Lookie there: the centerpiece will be a genuwine, life-sized, full scale copy of Noah's very own ark, all 300 cubits by 50 cubits by 30 cubits of it, and they say it's gonna be built with materials and methods as close to possible as the ones in the Bible. Where they gettin' gopherwood? And are they really gonna build it with handsaws and mallets and wooden pegs? That's gotta be impressive, but it's gonna be tough to git'r done by 2014.

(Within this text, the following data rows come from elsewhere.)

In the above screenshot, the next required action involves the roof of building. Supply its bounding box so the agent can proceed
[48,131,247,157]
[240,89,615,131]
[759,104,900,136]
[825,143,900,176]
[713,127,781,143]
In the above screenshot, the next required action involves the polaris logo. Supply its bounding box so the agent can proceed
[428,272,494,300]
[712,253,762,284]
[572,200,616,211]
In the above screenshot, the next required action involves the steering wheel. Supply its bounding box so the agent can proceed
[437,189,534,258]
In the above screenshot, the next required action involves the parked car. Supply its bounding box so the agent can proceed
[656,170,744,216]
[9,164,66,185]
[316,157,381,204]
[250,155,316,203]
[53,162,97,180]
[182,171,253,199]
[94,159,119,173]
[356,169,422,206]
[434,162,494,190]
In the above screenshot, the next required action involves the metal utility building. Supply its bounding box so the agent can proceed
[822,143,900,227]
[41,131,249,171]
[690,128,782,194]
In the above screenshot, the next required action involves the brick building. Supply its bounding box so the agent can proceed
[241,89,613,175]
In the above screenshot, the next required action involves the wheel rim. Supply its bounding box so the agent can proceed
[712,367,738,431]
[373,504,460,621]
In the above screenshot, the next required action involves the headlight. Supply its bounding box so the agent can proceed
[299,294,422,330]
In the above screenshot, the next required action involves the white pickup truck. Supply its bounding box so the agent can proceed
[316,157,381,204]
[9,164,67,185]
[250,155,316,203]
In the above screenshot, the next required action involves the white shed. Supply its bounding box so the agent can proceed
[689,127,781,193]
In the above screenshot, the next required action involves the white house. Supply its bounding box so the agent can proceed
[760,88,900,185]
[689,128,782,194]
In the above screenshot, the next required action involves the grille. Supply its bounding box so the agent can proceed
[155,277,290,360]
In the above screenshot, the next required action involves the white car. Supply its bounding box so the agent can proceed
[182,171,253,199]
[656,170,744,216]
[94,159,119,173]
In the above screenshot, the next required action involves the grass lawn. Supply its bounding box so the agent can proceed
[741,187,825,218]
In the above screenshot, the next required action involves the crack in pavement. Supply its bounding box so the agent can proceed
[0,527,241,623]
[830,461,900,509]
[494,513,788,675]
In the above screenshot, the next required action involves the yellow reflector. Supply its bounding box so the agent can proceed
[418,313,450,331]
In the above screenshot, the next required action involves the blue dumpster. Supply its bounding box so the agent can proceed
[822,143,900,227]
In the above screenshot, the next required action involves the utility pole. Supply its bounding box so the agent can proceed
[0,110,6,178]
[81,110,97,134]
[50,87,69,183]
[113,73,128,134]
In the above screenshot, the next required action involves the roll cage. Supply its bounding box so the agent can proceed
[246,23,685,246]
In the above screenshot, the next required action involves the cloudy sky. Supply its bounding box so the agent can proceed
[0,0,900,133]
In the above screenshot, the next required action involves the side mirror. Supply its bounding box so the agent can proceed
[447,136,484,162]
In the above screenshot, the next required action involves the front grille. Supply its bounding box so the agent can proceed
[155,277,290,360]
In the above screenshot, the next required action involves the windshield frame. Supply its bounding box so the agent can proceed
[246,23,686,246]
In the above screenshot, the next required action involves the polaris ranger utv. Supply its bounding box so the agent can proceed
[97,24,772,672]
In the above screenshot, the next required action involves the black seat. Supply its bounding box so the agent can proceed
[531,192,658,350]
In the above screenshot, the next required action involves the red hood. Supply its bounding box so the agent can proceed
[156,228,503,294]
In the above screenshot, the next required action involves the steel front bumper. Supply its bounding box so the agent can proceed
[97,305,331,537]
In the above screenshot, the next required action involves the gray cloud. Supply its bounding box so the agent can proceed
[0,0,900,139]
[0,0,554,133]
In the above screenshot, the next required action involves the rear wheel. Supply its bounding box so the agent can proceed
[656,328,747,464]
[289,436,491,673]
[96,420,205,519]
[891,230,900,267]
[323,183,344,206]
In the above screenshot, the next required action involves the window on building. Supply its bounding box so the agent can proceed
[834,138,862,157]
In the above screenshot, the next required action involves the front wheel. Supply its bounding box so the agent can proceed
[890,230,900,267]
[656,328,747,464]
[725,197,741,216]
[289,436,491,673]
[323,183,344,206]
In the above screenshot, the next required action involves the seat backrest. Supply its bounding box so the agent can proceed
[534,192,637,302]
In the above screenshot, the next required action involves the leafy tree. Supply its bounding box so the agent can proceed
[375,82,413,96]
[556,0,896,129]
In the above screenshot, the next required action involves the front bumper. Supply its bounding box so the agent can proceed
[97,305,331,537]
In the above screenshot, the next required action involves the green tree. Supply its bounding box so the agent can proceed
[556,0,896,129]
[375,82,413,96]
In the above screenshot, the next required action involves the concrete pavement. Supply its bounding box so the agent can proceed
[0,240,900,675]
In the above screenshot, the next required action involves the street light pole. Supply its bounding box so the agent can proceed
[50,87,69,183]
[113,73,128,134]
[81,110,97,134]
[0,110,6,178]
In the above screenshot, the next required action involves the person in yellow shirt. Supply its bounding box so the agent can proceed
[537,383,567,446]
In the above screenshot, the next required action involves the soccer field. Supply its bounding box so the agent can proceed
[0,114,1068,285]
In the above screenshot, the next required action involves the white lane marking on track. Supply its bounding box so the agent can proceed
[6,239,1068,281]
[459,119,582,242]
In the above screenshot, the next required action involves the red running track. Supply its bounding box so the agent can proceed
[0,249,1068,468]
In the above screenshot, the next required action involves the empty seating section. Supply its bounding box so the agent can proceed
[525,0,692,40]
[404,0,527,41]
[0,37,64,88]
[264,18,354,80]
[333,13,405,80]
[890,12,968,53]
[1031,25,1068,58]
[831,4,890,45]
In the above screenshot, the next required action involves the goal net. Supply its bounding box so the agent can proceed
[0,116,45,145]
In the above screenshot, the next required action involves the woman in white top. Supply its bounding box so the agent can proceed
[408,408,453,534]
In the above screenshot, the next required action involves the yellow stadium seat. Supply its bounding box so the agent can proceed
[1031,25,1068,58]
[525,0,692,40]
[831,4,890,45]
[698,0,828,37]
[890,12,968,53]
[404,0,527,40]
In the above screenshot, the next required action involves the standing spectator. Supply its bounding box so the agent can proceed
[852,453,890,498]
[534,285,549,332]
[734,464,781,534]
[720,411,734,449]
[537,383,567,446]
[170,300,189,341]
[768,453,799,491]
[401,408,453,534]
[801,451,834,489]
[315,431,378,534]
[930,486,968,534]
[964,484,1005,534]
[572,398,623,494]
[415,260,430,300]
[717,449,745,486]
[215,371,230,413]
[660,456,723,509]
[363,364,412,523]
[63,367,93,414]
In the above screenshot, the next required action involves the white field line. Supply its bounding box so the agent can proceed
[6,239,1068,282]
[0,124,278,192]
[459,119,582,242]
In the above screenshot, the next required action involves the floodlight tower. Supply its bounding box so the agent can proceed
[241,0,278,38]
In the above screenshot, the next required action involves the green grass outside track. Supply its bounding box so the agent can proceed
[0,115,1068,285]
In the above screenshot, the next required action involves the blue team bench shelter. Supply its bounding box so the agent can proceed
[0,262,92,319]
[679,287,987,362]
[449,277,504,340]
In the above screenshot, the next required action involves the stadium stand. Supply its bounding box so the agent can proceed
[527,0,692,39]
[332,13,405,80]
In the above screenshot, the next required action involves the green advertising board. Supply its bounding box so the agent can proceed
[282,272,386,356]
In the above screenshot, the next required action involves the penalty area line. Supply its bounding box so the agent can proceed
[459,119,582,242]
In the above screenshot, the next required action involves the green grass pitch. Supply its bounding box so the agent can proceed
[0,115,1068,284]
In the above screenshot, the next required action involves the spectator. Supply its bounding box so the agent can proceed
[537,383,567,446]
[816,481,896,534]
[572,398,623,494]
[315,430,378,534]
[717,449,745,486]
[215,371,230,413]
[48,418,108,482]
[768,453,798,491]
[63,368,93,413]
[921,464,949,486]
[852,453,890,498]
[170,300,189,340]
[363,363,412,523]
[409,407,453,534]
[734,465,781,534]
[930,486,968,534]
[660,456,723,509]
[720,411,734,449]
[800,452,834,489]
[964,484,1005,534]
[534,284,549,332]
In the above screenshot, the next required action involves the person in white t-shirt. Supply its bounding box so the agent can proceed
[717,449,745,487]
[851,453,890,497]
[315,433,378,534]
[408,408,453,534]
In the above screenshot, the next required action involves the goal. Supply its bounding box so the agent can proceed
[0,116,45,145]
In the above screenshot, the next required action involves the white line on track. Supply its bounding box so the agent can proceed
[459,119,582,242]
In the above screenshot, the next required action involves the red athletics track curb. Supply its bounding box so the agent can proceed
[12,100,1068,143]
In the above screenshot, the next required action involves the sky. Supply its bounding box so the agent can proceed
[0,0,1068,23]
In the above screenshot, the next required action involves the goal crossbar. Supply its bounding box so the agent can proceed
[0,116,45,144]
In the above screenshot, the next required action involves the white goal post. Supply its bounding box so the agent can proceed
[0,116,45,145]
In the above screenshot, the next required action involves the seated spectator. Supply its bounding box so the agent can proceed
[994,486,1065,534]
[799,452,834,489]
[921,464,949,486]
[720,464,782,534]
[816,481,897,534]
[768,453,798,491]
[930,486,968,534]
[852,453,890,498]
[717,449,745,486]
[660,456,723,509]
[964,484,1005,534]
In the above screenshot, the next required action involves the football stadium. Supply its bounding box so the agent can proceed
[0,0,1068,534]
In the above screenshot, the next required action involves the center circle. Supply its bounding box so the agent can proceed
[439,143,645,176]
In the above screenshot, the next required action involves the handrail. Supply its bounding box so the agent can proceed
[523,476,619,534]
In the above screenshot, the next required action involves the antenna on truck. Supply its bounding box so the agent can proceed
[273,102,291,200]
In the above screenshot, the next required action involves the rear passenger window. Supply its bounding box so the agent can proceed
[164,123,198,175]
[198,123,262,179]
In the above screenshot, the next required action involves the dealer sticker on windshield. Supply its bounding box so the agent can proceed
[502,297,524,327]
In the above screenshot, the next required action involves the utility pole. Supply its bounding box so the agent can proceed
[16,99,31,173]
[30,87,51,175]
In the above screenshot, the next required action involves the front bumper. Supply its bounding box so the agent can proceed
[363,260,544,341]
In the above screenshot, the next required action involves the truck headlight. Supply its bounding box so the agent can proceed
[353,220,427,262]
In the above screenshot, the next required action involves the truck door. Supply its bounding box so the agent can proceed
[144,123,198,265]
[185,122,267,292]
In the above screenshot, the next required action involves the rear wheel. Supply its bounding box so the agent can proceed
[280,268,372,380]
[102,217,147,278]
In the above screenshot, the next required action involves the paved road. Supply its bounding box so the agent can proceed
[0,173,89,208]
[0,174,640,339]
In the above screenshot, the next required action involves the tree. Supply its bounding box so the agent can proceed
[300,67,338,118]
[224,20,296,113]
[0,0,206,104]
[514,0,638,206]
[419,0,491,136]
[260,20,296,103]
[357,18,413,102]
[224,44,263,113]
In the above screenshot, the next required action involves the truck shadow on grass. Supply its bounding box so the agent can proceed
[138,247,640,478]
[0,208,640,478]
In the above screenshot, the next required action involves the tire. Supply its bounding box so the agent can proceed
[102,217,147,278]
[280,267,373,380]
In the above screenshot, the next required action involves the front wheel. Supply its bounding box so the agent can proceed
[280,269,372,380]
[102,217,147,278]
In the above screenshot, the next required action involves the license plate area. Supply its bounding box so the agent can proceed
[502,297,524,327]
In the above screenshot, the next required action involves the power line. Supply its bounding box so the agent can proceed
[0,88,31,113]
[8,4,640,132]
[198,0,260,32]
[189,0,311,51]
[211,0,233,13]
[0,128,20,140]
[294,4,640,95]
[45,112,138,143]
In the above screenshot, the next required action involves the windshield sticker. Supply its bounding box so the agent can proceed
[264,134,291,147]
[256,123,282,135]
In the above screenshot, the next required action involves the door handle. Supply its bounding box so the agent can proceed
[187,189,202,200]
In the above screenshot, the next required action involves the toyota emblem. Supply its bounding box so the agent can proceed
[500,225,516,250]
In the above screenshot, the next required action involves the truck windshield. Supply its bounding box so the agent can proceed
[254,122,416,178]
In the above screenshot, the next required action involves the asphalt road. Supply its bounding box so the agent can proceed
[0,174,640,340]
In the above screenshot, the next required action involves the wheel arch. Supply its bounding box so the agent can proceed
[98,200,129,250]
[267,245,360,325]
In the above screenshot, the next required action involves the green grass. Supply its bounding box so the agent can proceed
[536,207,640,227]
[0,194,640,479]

But wait a consarned minute: it ain't floatin'. And there's no talk of stockin' it with 8,000 pairs of animals, or however many they say there ought to be in there. I'll give 'em a pass on fillin' it with dinosaurs (well, maybe not...some say they're daid, but the folk at AiG say they're just hidin'), but I want elephants and hippos and giraffes and sheep and pigs and cassowaries and kangaroos and rhinoceroses and monkeys and squirrels and everythin' tucked in there, to give me the true and odoriferous varmint-rich Ark Experience.

ThinkProgress features a clip of an ark spokesperson answering the question "Will there be dinosaurs on the Ark?"

ANSWERS IN GENESIS OFFICIAL: [off-mike] Well you know the position of Answers in Genesis so you can probably answer that yourself. We'll have appropriate animals on the ark based on -- [on mike] I'm sure we'll have representative kinds of animals on the ark, to include dinosaurs.